Saeb Erekat, the chief Palestinian negotiator, said that in meetings Mr. Olmert often spoke about his journey from the far right and his conclusion that "every day that goes by without a two-state solution is a day wasted."

Israelis on the right are horrified not only by what Mr. Olmert says but by the "seen-the-light" interpretation of the left. They say that what led Mr. Olmert to make a 180-degree political turn was not enlightenment but naked ambition for political survival - the desire for approval from the chattering classes. What the left and the international community see as Mr. Olmert's pragmatism, the right sees as his desperation.

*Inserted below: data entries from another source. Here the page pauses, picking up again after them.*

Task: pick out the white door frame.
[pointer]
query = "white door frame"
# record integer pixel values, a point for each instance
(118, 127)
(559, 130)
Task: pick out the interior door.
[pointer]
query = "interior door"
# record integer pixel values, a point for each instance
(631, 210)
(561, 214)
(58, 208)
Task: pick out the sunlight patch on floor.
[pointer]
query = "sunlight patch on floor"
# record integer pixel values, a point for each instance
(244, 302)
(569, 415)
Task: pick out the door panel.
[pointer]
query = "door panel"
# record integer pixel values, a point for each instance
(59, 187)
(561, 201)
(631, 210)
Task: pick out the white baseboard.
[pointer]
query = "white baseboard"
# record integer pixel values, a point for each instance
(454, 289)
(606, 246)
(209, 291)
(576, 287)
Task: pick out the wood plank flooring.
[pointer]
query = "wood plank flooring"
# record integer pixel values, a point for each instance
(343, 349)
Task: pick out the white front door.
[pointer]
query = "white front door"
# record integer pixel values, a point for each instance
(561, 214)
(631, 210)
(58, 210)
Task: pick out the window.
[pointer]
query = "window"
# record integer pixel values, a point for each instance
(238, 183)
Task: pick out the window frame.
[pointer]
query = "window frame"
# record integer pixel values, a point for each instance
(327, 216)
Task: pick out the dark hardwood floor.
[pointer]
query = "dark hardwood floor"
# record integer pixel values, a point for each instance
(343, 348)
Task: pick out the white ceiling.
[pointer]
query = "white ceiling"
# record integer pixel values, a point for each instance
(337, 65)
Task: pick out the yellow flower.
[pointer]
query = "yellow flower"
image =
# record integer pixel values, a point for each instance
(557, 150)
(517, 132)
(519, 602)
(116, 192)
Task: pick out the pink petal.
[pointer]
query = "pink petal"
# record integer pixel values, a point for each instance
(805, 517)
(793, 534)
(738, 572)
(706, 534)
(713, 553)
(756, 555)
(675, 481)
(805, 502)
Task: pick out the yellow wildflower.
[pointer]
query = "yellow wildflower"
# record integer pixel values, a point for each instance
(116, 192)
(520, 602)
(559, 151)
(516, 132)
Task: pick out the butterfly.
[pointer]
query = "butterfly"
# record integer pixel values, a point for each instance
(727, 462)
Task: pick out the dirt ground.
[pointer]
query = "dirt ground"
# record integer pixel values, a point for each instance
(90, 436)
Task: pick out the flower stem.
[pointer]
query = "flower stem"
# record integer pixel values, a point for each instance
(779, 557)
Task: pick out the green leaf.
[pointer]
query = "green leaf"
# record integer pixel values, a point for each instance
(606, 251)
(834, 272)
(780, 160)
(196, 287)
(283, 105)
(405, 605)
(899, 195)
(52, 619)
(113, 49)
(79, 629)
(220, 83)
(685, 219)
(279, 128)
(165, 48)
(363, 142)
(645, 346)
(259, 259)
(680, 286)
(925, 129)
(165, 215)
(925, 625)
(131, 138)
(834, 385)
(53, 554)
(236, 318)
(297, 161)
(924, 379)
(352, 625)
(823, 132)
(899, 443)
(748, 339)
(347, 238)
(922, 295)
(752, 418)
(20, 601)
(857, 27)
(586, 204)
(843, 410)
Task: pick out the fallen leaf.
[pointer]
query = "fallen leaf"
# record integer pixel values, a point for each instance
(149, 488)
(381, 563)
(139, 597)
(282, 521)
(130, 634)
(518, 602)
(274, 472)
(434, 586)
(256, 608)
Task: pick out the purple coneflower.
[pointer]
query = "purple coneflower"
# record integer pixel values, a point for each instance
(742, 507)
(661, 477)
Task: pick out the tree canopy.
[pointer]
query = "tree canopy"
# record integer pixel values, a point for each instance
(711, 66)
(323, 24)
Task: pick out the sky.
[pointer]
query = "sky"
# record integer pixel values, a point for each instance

The left, too, has complaints, mostly that he sullied the office of prime minister through greed, but also that despite his fine words about peace and Palestinian suffering, he never did nearly enough to change the situation on the ground.

"He hasn't done anything about removing settlements," Mr. Reshef of Peace Now said. "While he has become more and more vocal about what should be done, the gap between words and deeds has also grown."

Nahum Barnea, who writes a widely-read political column for the newspaper Yediot Aharonot, said in an interview that Mr. Olmert lost most Israelis when he mishandled the 2006 war against the Lebanese Shiite militia Hezbollah. The anger over his alleged corruption became a proxy for anger over that. And since most Israelis have little faith in the current Palestinian leadership or the likelihood of a peace deal being enforced by it, Mr. Olmert's embrace of negotiations has been largely dismissed as inconsequential.

"There is no doubt that he is going to leave a very dovish legacy, but in politics legacy can be a trap," Mr. Barnea commented. "It's an attempt to impose the ideas you failed to implement on your successor. But because of his reputation, Tzipi Livni will try to reject that legacy. She will do her best not to be seen as governing under the shadow of Olmert. And that may end up actually harming his cause."

For his recent admirers on the left, that may, in the end, be the real tragedy of Ehud Olmert.